The Street seems to disagree with Davis’ step back on the giant, but perhaps Davis would argue Amazon has built a stellar repute on hype. Worthy of note, off the hedge fund manager’s moves, this one was the least drastic reduction. TipRanks analytics exhibit AMZN as a Strong Buy. Based on 32 analysts polled by TipRanks in the last 3 months, 29 rate a Buy on Amazon stock while 3 maintain a Hold. The 12-month average price target stands at $1,089.96, marking a nearly 13% upside from where the stock is currently trading.
Micron Technology, Inc.
Micron could soon enter a golden era with shares experiencing 30% of growth from this time last year. Why? In a year where one of the buzziest topics of conversation is the future of the Internet of Things (IoT), chipmakers in general stand to benefit. Micron especially is ready to capitalize on this opportunity with a new alliance in the works with Microsoft, where the chip giant’s flash memory will be implanted in the IoT device, converging with Microsoft’s Azure IoT cloud. The goal will be to create a solid link users can trust from the device to the cloud.

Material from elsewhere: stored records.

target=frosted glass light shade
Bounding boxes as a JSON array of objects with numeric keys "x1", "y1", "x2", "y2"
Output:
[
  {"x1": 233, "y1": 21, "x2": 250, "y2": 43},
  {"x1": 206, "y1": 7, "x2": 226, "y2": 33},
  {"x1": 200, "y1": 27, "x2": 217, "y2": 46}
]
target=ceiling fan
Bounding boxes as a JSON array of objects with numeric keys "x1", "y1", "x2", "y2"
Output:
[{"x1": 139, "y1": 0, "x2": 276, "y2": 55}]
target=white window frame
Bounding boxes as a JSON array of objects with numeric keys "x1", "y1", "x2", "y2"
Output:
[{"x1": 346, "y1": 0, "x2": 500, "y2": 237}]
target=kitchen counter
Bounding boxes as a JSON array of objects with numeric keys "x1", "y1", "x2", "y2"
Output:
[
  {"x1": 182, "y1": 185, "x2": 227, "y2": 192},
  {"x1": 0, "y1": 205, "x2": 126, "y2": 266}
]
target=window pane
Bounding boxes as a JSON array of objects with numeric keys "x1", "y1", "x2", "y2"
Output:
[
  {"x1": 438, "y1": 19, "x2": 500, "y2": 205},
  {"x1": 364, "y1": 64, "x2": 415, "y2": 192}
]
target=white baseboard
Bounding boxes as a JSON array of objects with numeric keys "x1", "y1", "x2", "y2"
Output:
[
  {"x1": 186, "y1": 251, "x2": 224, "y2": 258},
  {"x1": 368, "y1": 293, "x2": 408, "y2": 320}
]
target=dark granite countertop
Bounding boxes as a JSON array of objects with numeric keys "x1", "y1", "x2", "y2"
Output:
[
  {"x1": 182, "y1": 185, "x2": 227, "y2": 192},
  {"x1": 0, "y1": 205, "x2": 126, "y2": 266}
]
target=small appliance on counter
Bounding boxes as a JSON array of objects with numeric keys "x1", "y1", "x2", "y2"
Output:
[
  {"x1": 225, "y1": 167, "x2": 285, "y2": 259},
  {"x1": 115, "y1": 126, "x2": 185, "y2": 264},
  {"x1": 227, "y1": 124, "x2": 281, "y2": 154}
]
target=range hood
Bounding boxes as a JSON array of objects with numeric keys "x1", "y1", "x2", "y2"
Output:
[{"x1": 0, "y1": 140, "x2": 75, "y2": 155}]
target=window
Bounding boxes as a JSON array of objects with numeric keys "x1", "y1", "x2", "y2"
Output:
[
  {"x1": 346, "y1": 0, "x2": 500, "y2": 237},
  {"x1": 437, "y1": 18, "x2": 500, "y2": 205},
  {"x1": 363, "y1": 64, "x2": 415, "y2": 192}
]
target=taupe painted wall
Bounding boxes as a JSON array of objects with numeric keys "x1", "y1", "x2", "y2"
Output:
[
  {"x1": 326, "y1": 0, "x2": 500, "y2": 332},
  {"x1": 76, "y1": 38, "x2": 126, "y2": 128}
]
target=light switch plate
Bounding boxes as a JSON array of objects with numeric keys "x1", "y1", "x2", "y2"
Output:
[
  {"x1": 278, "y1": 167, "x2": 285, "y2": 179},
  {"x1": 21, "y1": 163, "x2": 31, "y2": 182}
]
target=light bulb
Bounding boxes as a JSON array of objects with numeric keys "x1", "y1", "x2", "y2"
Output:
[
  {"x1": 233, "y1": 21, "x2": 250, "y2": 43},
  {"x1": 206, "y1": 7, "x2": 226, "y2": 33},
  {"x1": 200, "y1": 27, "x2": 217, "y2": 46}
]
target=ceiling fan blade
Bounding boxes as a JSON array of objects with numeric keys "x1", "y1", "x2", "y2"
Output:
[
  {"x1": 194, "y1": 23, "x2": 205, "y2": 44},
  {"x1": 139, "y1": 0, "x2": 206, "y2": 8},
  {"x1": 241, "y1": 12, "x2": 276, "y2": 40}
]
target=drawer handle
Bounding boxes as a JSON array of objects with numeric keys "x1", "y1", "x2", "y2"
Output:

Mirroring his lessened confidence in the other two players, Davis likewise has pulled back in Micron, cutting his stake in half down to $463.21K. The chip giant is anticipated to post fiscal third quarterly earnings June 29th, and hype is certainly weighing in Micron’s favor. Last quarter, the giant served up a nice beat, outclassing expectations from revenue to earnings. Could Micron be gearing up to impress analysts and investors once again come June?
Yet, remember Davis’ motto- never buy on hype. Still- Micron has surged on not just blind momentum, as Wall Street confidence has stemmed from the giant’s stellar earnings acceleration. Many attribute this strength to a bolstered sales-meets-sharper-efficiency one-two punch.
For now, sentiment stands by Micron’s side and TipRanks analytics demonstrate MU as a Strong Buy. Out of 17 analysts polled by TipRanks in the last 3 months, 15 are bullish on Micron stock while 2 remain sidelined. With a return potential of nearly 32%, the stock’s consensus target price stands at $36.88.